## The irrationality of pi will be presented in next week’s colloquium

**Title:**Niven’s Proof of the Irrationality of Pi**Speaker:**Dr. Aaron Cinzori, Hope College**When/Where:**Tuesday, November 13, at 11:00 a.m. in VWF 102

**Abstract: ** Approximations of the value of pi are known to a ridiculous number of digits. But to actually establish that pi is not a rational number requires not just approximations, but proof. The first proof that pi is irrational was given by Lambert in 1761, and it required some sophisticated analysis, but in 1947, Ivan Niven gave a remarkably short and clear proof that pi is irrational using only ideas from calculus. (So it is as easy as pi!) We’ll take a detailed look at Niven’s proof as well as peeks at some of the history of pi in mathematics.

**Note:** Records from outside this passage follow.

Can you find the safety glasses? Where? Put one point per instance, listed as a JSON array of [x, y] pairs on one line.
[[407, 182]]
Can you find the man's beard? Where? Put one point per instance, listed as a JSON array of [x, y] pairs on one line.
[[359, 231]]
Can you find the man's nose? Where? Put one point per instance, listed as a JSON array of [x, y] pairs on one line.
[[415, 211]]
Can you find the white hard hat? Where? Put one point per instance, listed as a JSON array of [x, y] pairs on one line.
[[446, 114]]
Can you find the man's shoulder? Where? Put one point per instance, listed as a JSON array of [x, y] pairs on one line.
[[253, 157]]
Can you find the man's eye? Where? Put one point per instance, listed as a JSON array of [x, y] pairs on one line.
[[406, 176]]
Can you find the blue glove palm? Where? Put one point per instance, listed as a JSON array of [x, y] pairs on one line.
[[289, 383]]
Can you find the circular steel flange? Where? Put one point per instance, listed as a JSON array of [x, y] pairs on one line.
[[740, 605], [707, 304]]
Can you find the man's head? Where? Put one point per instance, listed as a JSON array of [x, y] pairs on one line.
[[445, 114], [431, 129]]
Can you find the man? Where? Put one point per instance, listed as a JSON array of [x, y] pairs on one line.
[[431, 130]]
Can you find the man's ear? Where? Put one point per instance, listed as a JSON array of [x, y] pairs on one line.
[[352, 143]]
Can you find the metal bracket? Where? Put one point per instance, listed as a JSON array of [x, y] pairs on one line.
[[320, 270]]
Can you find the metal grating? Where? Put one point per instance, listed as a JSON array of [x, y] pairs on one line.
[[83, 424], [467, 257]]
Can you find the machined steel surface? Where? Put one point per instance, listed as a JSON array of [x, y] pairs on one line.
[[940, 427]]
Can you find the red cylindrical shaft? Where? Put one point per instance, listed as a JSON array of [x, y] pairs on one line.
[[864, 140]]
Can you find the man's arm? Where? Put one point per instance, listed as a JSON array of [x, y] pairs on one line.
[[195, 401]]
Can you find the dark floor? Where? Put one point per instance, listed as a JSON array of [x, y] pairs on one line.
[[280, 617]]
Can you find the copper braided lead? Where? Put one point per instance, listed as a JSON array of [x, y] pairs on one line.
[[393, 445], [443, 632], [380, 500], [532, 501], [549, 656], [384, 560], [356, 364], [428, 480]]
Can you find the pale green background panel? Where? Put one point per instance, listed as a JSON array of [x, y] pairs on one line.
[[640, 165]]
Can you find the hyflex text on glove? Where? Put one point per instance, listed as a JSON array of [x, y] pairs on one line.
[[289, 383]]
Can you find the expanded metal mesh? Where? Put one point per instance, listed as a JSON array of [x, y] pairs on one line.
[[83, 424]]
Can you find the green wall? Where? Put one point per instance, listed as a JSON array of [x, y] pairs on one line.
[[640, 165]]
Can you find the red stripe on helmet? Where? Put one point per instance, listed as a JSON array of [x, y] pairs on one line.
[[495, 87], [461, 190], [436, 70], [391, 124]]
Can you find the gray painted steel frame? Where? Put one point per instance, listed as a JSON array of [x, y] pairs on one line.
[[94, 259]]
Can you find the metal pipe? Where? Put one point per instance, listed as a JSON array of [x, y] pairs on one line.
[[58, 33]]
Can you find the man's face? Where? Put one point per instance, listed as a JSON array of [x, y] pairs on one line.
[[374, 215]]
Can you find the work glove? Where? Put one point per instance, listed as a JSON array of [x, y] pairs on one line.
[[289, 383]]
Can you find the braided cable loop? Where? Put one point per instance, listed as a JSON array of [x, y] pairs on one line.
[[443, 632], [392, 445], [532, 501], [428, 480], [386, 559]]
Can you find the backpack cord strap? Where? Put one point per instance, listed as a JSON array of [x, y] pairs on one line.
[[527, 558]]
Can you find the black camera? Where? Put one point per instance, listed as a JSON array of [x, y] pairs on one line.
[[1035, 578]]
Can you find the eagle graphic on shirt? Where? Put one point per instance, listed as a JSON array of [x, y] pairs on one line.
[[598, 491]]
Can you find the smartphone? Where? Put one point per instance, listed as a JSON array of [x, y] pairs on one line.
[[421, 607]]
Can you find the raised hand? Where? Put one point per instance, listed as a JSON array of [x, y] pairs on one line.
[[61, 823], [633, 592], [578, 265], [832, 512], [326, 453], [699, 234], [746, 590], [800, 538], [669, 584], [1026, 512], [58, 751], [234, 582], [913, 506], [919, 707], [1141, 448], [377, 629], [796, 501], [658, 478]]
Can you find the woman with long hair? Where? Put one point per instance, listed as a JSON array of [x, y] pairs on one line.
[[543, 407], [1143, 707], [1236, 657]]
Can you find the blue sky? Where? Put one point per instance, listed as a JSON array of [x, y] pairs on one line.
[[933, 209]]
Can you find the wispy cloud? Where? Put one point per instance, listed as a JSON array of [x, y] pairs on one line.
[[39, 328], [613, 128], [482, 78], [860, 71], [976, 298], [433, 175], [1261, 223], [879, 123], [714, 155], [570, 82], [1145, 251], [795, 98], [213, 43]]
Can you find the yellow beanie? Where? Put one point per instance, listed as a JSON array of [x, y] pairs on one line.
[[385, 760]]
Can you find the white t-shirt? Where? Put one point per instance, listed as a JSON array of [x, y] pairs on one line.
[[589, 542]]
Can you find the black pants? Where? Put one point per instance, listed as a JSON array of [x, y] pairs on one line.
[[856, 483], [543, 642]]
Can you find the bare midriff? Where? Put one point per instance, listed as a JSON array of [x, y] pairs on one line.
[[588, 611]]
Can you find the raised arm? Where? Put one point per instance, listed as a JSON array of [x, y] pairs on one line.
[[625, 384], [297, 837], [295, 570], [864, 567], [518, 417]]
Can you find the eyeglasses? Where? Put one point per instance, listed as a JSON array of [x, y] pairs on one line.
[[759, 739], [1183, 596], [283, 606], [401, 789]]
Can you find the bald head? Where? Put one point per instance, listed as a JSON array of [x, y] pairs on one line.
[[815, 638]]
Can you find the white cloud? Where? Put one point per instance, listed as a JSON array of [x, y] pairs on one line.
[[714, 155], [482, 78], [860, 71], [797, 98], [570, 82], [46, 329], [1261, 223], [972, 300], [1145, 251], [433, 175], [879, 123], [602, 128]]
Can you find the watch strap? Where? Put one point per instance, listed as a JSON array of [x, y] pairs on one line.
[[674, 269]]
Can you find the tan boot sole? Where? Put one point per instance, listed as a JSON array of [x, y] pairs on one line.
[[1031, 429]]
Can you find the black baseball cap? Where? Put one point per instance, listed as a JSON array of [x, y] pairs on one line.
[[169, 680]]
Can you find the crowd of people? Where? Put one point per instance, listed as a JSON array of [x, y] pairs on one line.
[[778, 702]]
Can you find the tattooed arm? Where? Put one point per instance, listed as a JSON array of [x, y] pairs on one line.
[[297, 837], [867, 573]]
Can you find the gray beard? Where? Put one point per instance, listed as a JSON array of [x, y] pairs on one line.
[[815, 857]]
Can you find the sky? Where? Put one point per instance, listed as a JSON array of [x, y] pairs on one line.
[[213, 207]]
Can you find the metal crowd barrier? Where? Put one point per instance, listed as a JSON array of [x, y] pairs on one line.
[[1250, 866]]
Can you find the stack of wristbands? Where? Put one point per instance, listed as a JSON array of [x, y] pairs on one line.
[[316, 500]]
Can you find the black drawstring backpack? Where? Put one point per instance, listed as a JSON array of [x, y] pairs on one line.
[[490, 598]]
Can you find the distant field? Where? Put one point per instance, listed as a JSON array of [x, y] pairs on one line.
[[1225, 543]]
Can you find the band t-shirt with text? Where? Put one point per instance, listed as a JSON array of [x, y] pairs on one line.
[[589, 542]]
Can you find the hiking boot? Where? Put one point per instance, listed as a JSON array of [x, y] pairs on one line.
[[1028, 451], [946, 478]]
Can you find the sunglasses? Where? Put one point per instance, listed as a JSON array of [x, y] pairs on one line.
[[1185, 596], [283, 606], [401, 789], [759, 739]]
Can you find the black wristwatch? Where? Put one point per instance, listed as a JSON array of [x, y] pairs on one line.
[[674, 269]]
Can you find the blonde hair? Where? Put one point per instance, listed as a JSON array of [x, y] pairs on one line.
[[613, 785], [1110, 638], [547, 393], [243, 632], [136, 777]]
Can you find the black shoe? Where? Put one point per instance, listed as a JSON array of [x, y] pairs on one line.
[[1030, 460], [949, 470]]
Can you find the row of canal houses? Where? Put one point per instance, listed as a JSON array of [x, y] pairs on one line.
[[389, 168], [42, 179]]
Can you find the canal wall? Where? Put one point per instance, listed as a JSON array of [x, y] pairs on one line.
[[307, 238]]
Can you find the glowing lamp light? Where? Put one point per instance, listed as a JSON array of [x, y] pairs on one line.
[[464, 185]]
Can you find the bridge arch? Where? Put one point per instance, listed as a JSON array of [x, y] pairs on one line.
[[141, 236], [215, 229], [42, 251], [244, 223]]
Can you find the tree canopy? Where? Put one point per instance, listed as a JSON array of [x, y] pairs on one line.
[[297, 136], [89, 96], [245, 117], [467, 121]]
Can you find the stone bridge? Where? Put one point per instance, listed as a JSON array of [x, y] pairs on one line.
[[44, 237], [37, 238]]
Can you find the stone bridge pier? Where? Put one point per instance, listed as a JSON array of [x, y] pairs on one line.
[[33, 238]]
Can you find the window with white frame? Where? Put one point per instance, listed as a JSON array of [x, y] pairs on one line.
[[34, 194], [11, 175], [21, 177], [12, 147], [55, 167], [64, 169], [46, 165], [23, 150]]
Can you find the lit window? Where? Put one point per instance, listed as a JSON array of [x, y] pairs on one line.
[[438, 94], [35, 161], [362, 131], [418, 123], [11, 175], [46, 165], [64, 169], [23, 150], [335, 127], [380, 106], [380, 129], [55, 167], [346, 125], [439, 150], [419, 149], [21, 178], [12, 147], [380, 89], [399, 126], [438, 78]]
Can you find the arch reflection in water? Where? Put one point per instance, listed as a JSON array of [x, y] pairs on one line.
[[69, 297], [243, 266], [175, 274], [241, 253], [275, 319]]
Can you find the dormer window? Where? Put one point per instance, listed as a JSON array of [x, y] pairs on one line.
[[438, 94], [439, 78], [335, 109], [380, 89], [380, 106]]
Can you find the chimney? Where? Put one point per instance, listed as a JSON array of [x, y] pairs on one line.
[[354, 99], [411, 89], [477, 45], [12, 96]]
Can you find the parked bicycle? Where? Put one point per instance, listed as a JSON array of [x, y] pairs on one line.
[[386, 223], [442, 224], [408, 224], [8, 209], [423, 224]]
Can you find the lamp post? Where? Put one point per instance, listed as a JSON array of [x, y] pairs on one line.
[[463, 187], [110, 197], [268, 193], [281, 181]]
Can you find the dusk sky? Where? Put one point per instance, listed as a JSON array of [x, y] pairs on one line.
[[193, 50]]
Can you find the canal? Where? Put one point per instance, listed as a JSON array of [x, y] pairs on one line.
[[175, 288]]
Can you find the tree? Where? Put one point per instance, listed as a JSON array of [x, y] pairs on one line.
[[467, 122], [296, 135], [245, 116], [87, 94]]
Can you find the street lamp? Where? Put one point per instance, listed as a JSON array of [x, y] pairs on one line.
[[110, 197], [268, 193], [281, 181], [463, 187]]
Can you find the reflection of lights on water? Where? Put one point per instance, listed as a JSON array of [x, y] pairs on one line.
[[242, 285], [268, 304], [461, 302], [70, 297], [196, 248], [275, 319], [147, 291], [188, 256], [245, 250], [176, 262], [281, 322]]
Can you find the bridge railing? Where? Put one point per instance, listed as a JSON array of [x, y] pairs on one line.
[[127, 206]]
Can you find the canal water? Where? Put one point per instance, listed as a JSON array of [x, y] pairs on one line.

And of course there will be poetry.

## Students participate in MATH Challenge

Hope again had a nice turnout of students participating in the Michigan Autumn Take-Home Challenge this past Saturday. Students competed with other students around the state (as well as other states) working in groups on ten interesting problems. Apparently this test was more difficult than usual (or not as easy as pi), so while we look forward to hearing the results in the near future we may not expect them to be very high scores. The following students competed (grouped by team):

- Chris McAuley, Quentin Couvelaire, Evan Bright
- Matt Edkins, Adam Czeranko, Mackenzie Green
- Evan Mulshine, Ruth Holloway, Trevor Hile
- Eric Leu, Jackson Krebsbach

## Memphis Teacher Residency

David Montague, the Director of the Memphis Teacher Residency (MTR), will be on campus next **Wednesday, November 14th** to speak in Chapel and recruit for MTR. He is also hosting an Information Session on that same day from **6:30-7:30pm in VNZ 247**.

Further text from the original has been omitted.